Credit…Inuwa Barau et al., Journal of Infectious Diseases
Without reaching these children, the highly contagious polio virus would likely continue to circulate. In the years that followed, the Nigerian government worked with several global health organizations to create satellite imagery and local field service teams to create detailed, high-resolution maps and fill in missing buildings, settlements, and local landmarks.
The cards helped Nigeria eradicate polio, which the country finally did last year. And GRID3, which emerged from these efforts, recently distributed updated maps to local officials across Nigeria who are using them to plan and track their Covid-19 vaccination campaigns.
You are not alone. In March, five organizations specializing in geospatial data and information management – Alcis, CartONG, Humanitarian OpenStreetMap Team, iMMAP and MapAction – joined forces to launch the Geographic Information Management Initiative for Covid-19 Vaccine Delivery. Its goal is to help 15 low-income countries, including Haiti, Sudan and Bangladesh, fill in gaps in their geospatial data and then use that information to deliver vaccines to their residents.

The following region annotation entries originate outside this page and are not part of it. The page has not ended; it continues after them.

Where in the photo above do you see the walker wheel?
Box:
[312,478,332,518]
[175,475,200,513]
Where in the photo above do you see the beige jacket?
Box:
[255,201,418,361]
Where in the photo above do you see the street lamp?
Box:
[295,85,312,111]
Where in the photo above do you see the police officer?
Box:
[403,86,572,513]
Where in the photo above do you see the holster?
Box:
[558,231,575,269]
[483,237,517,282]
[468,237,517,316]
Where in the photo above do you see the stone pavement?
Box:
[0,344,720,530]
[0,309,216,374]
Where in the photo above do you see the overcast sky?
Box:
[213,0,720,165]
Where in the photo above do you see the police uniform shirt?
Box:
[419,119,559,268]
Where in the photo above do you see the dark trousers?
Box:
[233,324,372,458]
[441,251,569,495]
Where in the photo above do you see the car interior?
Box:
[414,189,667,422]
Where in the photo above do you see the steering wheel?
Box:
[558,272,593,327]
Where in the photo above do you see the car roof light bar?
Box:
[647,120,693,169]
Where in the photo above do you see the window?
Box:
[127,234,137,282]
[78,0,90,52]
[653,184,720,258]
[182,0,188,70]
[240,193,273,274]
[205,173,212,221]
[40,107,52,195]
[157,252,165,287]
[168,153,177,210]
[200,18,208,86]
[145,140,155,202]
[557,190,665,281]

The work, it is said, will be of benefit not only to this pandemic, but also to providing all kinds of basic services to ensure that local health officials know where their citizens live as well can help them meet their needs.
“Being on the map needs recognition,” said Ivan Gayton, senior humanitarian advisor for the OpenStreetMap humanitarian team. “Every community in the world should be able to put itself on the map.”